I'm indexing a bunch of CSV files provided by an external vendor over ftp ( mapped or synched to my local drive ) there may be duplicate rows across different files. the requirement is to take the row from the file with the latest timestamp. I can achieve this by either:
a) ensuring that the order in which splunk indexes my data is in the same order of the file timstamps. can someone suggest how I can do this without having to rewrite in a script the entire 'scan directory for updated files' logic that splunk nicely provides?
b) Can I add an extra field 'fileTimeStamp'? how would I specify this into my props.conf?

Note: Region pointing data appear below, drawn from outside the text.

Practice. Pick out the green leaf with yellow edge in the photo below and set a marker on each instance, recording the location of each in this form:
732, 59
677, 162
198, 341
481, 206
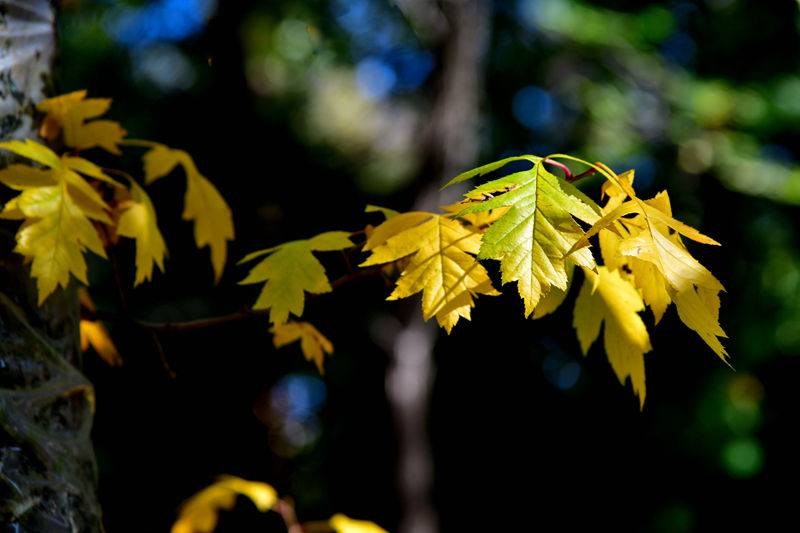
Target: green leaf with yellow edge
554, 297
343, 524
200, 513
490, 167
68, 114
213, 221
532, 238
606, 297
138, 221
313, 344
441, 266
290, 271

c) lookup the file timestamps as a 'lookup' at search time. but if a file is newly updated at search time, but it has not been indexed yet, I may see misleading results.
suggestions please?
No you cannot selectively ask splunk to monitor a part of a file, or the order of them.
A) the simple solution is a dedup in the events.
source=mypath/to/my/folder/* | dedup _raw
see http://docs.splunk.com/Documentation/Splunk/5.0.3/SearchReference/dedup
B ) No. the mod time of the file is not indexed. The closest you have is the _indextime (when the events is received at the indexer)
A solution is to index all and to use the timestamp of the events:
source=mypath/to/my/folder/* | stats latest(_raw) AS _raw by source
or the indextime
source=mypath/to/my/folder/* | eval oldtime=_time | eval _time=_indextime | stats latest(oldtime) AS oldtime latest(_raw) AS _raw by source
C) use the _indextime for the same purpose.